Thomas Shannon, the U.S. State Department’s undersecretary for political affairs, followed Kilic on stage and called the attack on protesters “deplorable.”
“This is supposed to be a business conference,” said one attendee who agreed to talk to HuffPost only anonymously. “It has been anything but.”
Howard Beasey, president and CEO of the American-Turkish Council, told HuffPost, “We try to make it as little about the politics as possible.” Even so, Beasey said, “political and strategic relationship” needs to discussed, “because it literally is setting the playing field for the business community.”
That’s important because the American-Turkish Council and the Turkey-U.S. Business Council are primarily interested in business.
The attack on protesters by Turkish security forces on U.S. soil was “a horrible distraction from the relationship,” Beasey said. He said it overshadowed the positive first meeting between Trump and Erdogan and what that meant for increased business ties.
“It absolutely does affect just the broader perception of Turkey and the environment of politics,” Beasey said. “It’s absolutely not helpful.”
Beasey did believe that the Trump administration brings a positive outlook on the world that will help the business relationship between the U.S. and Turkey.
“The Trump administration really looks at the world through a different lens,” he said. “Business is at the top of the priority list.”
The importance of business to Trump was made clear by the fact that the conference was hosted inside a property owned by the president himself. The president’s continued ownership of his multibillion-dollar business has been an ongoing scandal on its own as other businesses, lobbying groups and foreign governments have a means of putting money directly into his pockets by booking events at his properties or purchasing real estate he is selling.
Beasey said that he signed a two-year contract to host the annual conference at the hotel with the Trump Organization in October 2015 ― a year before the hotel opened.

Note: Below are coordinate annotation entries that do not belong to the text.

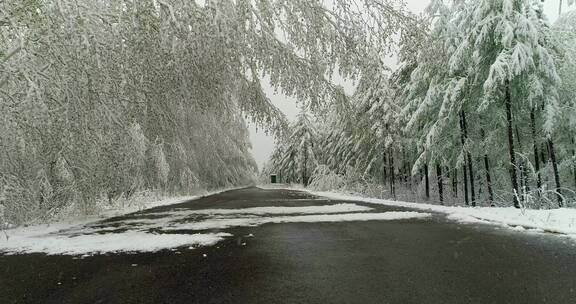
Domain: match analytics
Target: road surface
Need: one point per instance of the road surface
(429, 260)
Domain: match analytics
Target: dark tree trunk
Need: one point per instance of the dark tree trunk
(384, 171)
(488, 181)
(427, 182)
(469, 159)
(487, 170)
(304, 169)
(512, 165)
(440, 183)
(574, 162)
(404, 167)
(525, 187)
(391, 170)
(455, 183)
(555, 168)
(536, 157)
(465, 180)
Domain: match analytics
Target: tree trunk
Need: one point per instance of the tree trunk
(427, 182)
(555, 168)
(465, 180)
(525, 187)
(384, 164)
(574, 162)
(536, 156)
(455, 183)
(440, 183)
(488, 181)
(391, 170)
(512, 165)
(304, 173)
(469, 159)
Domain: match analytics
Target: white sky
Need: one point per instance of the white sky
(262, 144)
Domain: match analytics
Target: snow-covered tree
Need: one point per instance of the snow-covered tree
(295, 159)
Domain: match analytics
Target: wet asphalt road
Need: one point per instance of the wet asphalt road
(429, 260)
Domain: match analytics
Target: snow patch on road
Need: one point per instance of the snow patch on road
(562, 220)
(319, 218)
(337, 208)
(38, 240)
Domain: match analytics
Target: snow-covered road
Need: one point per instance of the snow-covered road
(284, 246)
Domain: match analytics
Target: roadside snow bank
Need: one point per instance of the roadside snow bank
(561, 220)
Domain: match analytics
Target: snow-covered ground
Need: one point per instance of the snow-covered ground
(176, 228)
(562, 220)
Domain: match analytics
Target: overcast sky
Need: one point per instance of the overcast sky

“When we started the negotiations on it, there was no certainty it would be a Trump administration,” he said, adding “there was every expectation that the administration would follow procedures of his predecessors in terms of dealing with their business connections.”
They didn’t. Instead, Trump broke with decades of presidential precedent and maintained ownership of his businesses despite concerns about conflicts of interest.
As a nonprofit that takes in about $1.2 million per year, Beasey said it would have been too costly to break its contract. Still, Beasey said he was “very happy” with the hotel and its service. “We’ll be back one more year.”
Time will tell if the scandals enveloping Flynn and the Trump administration will hang over 2018’s conference.